Channel 10 reports that Ron Dermer told Netanyahu that Israel’s international image will suffer if plan to deport asylum seekers goes ahead

Prime Minister Benjamin Netanyahu (R) with Israel's Ambassador to the US Ron Dermer, at the president's guest house, in Washington, DC, February 14, 2017. (Avi Ohayon/GPO)
Prime Minister Benjamin Netanyahu (R) with Israel’s Ambassador to the US Ron Dermer, at the president’s guest house, in Washington, DC, February 14, 2017. (Avi Ohayon/GPO)

 

Israel’s Ambassador to the US Ron Dermer has warned Prime Minister Benjamin Netanyahu against the public relations fallout that Israel will suffer if it goes ahead with a plan to expel tens of thousands of African migrants to a third country, Channel 10 reported Wednesday.

According to the report, Dermer told Netanyahu and senior cabinet ministers that press coverage about the deportations would cause great damage to Israel’s international reputation.

The third country has not officially been identified, though most reports have named either Rwanda or Uganda. Rwanda has denied that it has formed an agreement with Israel on the matter.

Last month, the Knesset approved an amendment to the so-called Infiltrator’s Law, mandating the closure of a detention facility and the forced deportations of Eritreans and Sudanese starting in March.

Objection to the deportations has been gaining support from social activists in Israel and from Jewish communities in the US. Among those who have spoken out are a group of EL AL pilots, who said they would refuse to fly planes carrying migrants out of the country, and Holocaust survivors who said they would hide the Africans in their homes.

African migrants gather during a protest outside the Supreme Court in Jerusalem, on January 26, 2017. (Yonatan Sindel/Flash90)
African migrants gather during a protest outside the Supreme Court in Jerusalem, on January 26, 2017. (Yonatan Sindel/Flash90)

 

There are approximately 38,000 African migrants and asylum seekers in Israel, according to the Interior Ministry. About 72 percent are Eritrean and 20% are Sudanese. The vast majority arrived between 2006 and 2012. Many live in south Tel Aviv, where some residents and activists have blamed them for rising crime rates and lobbied the government for deportation.

On Tuesday, the Hebrew daily Yedioth Ahronoth reported that several Holocaust survivors had said they would take migrants into their homes to save them, just as they themselves had been hidden during World War II. A day earlier, three El Al pilots published Facebook posts announcing their refusal to participate in the government program by not flying them to Rwanda or Uganda.

The act is mostly symbolic, as El Al does not fly directly to Rwanda or Uganda, and deported migrants usually fly on other airlines through Ethiopia or Jordan.

According to the government plan, migrants who choose to leave by March 31 will receive a payment of $3,500, as well as free airfare and other incentives, say reports. Security in their home countries or a third country has already been guaranteed through diplomatic channels, Israeli officials have said.

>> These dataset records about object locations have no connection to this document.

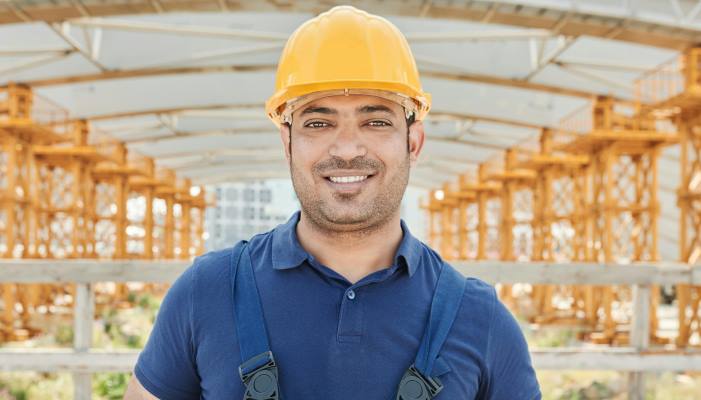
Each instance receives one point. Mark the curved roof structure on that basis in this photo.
(184, 81)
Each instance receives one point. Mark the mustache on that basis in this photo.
(357, 163)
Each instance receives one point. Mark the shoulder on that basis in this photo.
(214, 267)
(478, 307)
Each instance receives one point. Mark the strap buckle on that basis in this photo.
(261, 381)
(415, 386)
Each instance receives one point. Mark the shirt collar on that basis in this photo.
(288, 253)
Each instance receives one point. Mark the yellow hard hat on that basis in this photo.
(346, 50)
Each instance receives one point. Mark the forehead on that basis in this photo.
(350, 103)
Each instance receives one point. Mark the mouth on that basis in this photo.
(348, 183)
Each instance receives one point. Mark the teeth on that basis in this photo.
(347, 179)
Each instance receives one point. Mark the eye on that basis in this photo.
(379, 123)
(316, 124)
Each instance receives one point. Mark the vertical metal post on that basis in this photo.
(639, 337)
(84, 311)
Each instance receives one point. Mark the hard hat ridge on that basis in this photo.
(346, 51)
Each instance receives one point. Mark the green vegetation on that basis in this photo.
(129, 328)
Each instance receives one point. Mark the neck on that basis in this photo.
(353, 254)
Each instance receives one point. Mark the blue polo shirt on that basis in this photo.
(331, 339)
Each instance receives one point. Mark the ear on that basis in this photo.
(285, 136)
(416, 141)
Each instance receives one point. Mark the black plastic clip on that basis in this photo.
(261, 382)
(415, 386)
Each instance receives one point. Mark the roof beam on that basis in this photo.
(574, 18)
(175, 110)
(146, 72)
(155, 27)
(163, 71)
(180, 135)
(509, 82)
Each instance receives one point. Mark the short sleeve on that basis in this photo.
(510, 373)
(166, 366)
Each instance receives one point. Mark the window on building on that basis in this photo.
(232, 194)
(231, 212)
(249, 195)
(263, 215)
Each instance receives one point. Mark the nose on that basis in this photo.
(348, 143)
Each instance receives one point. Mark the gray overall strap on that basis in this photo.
(418, 382)
(258, 371)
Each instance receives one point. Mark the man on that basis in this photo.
(345, 291)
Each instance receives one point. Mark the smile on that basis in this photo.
(347, 179)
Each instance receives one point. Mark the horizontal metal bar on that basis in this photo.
(67, 360)
(617, 359)
(86, 270)
(581, 273)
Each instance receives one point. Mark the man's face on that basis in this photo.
(350, 158)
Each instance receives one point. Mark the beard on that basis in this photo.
(351, 213)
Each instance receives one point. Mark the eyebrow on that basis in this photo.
(320, 110)
(375, 108)
(367, 109)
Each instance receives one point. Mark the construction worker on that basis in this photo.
(341, 302)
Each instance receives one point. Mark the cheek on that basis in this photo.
(305, 153)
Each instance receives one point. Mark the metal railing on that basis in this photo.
(83, 360)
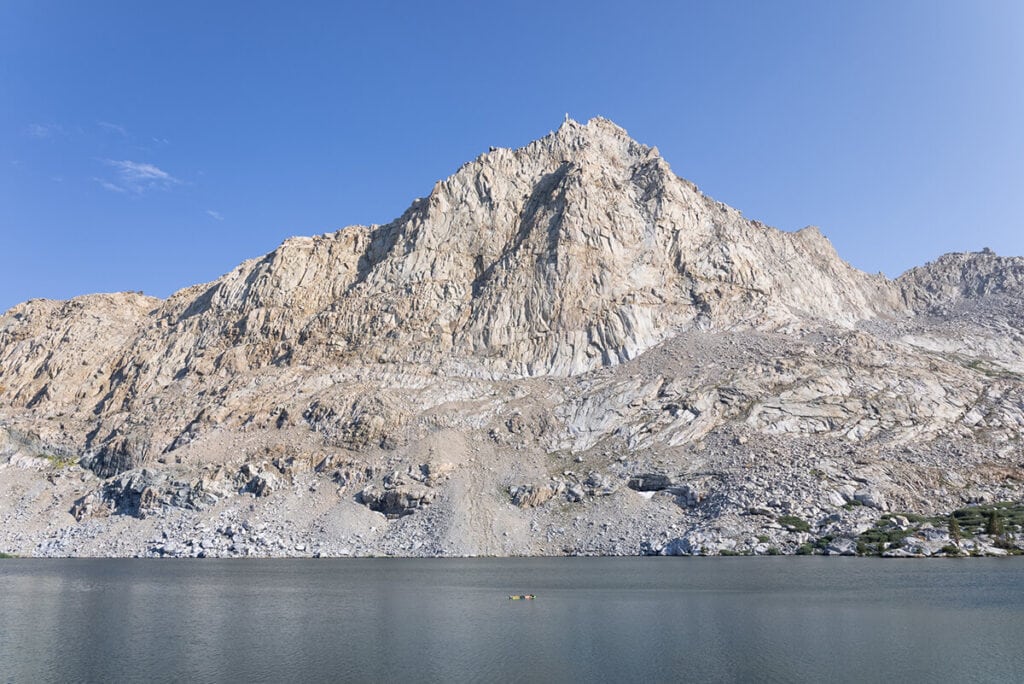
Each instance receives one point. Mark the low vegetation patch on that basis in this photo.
(794, 522)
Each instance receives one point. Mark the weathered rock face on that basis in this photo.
(578, 251)
(571, 299)
(953, 278)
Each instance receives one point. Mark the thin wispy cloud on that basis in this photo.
(105, 184)
(42, 131)
(138, 176)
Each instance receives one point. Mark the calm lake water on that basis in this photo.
(728, 620)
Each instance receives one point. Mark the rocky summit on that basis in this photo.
(563, 349)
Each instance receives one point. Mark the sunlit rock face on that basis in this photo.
(572, 298)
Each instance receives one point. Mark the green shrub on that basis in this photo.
(794, 522)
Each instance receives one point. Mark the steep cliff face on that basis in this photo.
(573, 296)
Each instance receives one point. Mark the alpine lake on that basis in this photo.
(608, 620)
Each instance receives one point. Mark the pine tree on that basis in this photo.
(994, 527)
(954, 531)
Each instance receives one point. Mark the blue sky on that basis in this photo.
(151, 145)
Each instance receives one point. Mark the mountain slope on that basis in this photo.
(570, 298)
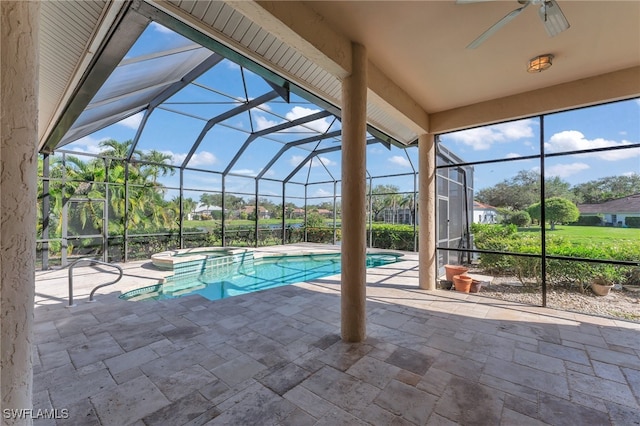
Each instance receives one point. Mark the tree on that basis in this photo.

Advocates for the African migrants have said that those who have already been deported suffered robberies, kidnapping and worse, after their arrival.

The Population and Immigration Authority reported that no infiltrators entered Israel in 2017, and only a small number had done so in 2016, following the construction of a barrier wall on Israel’s southern border.

Israel has already deported 20,000 of the some 60,000 African migrants who entered Israel prior to the construction of the barrier.

African asylum seekers and human rights activists protest against deportation in front of the Rwandan Embassy in Herzeliya, on January 22, 2018. (Tomer Neuberg/Flash90)
African asylum seekers and human rights activists protest against deportation in front of the Rwandan Embassy in Herzeliya, on January 22, 2018. (Tomer Neuberg/Flash90)

 

In a tweet Monday, the government of Rwanda said that “in reference to the rumors that have been recently spread in the media, the Government of Rwanda wishes to inform that it has never signed any secret deal with Israel regarding the relocation of African migrants.”

A second tweet added that “Rwanda’s policy vis-à-vis Africans in need of a home, temporary or permanent, within our country’s means, remains ‘open doors.’”

Netanyahu on Sunday defended the expulsions.

“We are not acting against refugees,” he said at the start of the weekly Cabinet meeting. “We are acting against illegal migrants, who come here not as refugees, but for work needs. Israel will continue to offer asylum for genuine refugees and will remove illegal migrants from its midst.”

Israel has granted asylum to fewer than 1% of the migrants.

In recent weeks, major American Jewish groups have called on Netanyahu not to carry out his plan to deport or jail the tens of thousands of migrants. Human rights groups and Israeli NGOs have also spoken out against the plan.